Abstract

Sensor data analysis is used in many application areas, for example, Artificial Intelligence of Things (AIoT), with the rapid developing of the deep neural network learning that promotes its application area. In this work, we propose the Depth and Width Changeable Deep Kernel Learning-based hyperspectral sensing data analysis algorithm. Compared with the traditional kernel learning-based hyperspectral data classification, the proposed method has its advantages on the hyperspectral data classification. With the deep kernel learning, the feature is mapped through many times mapping and has the more discriminative ability. So, the deep kernel learning has the better performance compared with the multiple kernels learning. And it has the ability to adjust the network architecture for hyperspectral data space, with the optimization equation of the span bound.

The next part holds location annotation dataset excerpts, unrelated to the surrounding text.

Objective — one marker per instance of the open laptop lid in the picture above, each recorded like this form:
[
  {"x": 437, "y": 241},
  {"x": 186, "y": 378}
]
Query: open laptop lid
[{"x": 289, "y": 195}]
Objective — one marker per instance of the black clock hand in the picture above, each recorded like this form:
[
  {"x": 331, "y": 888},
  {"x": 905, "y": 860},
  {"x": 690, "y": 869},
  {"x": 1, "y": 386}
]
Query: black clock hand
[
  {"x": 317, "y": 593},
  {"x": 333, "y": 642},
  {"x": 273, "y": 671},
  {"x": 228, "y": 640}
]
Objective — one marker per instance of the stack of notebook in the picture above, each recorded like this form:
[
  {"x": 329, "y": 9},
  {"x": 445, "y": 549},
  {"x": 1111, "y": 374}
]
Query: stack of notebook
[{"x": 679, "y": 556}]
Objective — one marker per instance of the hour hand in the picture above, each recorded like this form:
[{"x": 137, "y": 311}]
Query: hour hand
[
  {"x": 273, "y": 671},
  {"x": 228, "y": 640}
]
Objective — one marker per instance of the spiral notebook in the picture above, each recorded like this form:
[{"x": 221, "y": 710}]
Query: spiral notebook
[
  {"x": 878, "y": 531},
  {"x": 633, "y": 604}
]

The experiments are implemented to testified the feasibility and performance of the algorithms on the hyperspectral data analysis, with the classification accuracy of hyperspectral data. The comprehensive analysis of the experiments shows that the proposed algorithm is feasible to hyperspectral sensor data analysis and its promising classification method in many areas data analysis.

1. Introduction

With the developing of the deep learning theory, the researchers have proved the deep architecture is feasible and effective in several applications. Deep kernel learning is widely used in image analysis, and the results show it is the effective framework [1, 2], including image annotation [3], classification [4], segmentation [5], and anomaly object detection [6]. The previous works present the deep multiple kernels learning [7] and the novel objective function [8], and in this deep kernel learning framework, the adaptive back propagation is used to update coefficients and weights of the network to improve the ability of representation [912].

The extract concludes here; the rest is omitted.